In the run-up to the 1918 election Sinn Féin offered Labour a free run in four Dublin constituencies on condition that their candidates pledged support for the Irish Republic and abstained from Westminster. But the Labour leadership refused, fearing that they would alienate loyalist trade unionists.

Labour did have an important imput into one of the key documents of the First Dáil - the Democratic Programme. This declared that ``the nation's sovereignty extends not only to all men and women of the Nation, but to all its material possessions, the nation's soil and all its resources, all the wealth and wealth-producing processes within the nation and we reaffirm that all right to private property must be subordinate to the public right and welfare''.

The Programme declared ``the right of every citizen to an adequate share of the produce of the Nation's labour''.

Had a Labour leadership in the James Connolly tradition pushed forward to the front rank of the republican struggle the outcome may have been different. The Democratic Programme may actually have been put into effect.

It would have been more difficult for the likes of Arthur Griffith - a bitter opponent of the Dublin workers in the 1913 Lockout - to turn the national struggle in a conservative direction, leading to the establishment of the Free State.

Liam Mellows wrote in Mountjoy shortly before his execution:

``Labour played a tremendous part in the establishment and maintenance of the Republic. Its leaders had it in their power to fashion that Republic as they wished. By their acceptance of the Treaty...they have betrayed not alone the Irish Republic but the Labour Movement in Ireland and the cause of the workers and peasants throughout the world.''

It was of course not only the Labour leadership which reneged on the solemn commitments made on 21 January 1919 in the Mansion House. Time would tell that many of the Dáil leadership saw those declarations as opening negotiating positions. They were not prepared to carry the struggle through to its ultimate objective.
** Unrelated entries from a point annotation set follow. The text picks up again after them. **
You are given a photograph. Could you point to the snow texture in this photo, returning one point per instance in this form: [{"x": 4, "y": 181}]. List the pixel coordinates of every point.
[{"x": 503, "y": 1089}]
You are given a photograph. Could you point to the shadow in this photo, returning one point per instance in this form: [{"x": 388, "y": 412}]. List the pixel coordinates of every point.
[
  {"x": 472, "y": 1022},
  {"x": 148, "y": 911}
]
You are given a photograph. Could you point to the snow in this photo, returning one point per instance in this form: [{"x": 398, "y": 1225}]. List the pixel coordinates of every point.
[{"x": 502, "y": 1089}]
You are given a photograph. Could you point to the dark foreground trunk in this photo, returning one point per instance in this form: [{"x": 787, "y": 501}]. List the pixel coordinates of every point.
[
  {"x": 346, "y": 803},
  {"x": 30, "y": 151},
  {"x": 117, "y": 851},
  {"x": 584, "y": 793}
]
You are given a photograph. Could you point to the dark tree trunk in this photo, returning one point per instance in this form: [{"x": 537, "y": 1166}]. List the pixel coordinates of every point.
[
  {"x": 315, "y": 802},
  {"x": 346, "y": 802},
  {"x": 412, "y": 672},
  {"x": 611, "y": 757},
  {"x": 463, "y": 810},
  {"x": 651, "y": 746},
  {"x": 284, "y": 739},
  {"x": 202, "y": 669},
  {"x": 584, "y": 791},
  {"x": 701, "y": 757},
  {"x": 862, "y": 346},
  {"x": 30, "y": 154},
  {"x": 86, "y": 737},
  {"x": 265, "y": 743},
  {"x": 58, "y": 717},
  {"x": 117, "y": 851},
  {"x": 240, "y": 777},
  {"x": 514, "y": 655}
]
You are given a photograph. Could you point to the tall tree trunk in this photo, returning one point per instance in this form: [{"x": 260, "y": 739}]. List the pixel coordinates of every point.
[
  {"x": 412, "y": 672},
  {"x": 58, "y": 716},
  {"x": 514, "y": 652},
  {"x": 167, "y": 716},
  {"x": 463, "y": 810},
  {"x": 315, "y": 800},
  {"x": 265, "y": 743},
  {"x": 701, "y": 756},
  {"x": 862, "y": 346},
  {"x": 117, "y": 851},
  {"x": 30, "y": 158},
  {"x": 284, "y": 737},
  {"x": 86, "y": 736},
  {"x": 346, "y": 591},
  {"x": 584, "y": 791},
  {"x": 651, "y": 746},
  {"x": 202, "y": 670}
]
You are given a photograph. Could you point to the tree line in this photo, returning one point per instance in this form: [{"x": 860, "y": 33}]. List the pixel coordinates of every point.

The unity and heroism of an entire people during the Tan War was sundered by those in politics, press and pulpit who saw it in their interest to sell the struggle short and assume positions of power in the new Free State.

None of this should distract us from the fact that it was the British government which violently suppressed the will of the Irish people as expressed on 21 January 1919. The vast majority had voted clearly for sovereign independence and against partition. It was one of the great moments in Irish history.

Easter 1916 was a revolutionary moment made by the most outstandingly talented and clear-sighted group of leaders that Ireland has ever had. In contrast 1919 was a moment made by the masses - those who voted in huge numbers for Sinn Féin, including for the first time, the women of Ireland, the rank and file Volunteers of the IRA, those who filled the prisons, the popular network of support which made the guerrilla war possible. These were the victors of 1919. Their victory was thwarted and we know the reasons why.

We know also that the struggle remains unfinished.

I have not dwelt here on the lessons for today but I think they are clear enough. The Declaration of Independence has yet to be fully implemented while partition remains. An Irish government which pursues a foreign policy that is moving closer all the time to abandoning neutrality and which could not bring itself to criticise the recent bombing of Iraq is a far cry from the anti-imperialism contained in the Dail's Message to the Free Nations of the World. And while social justice is still a crying need in our divided and unequal society the Democratic Programme will still echo down the decades.

This is our unfinished business as republicans. The finest tribute to those like Fearghal O'Hanlon and all who have fallen in the struggle for freedom is to finish it. Let us got on with the work.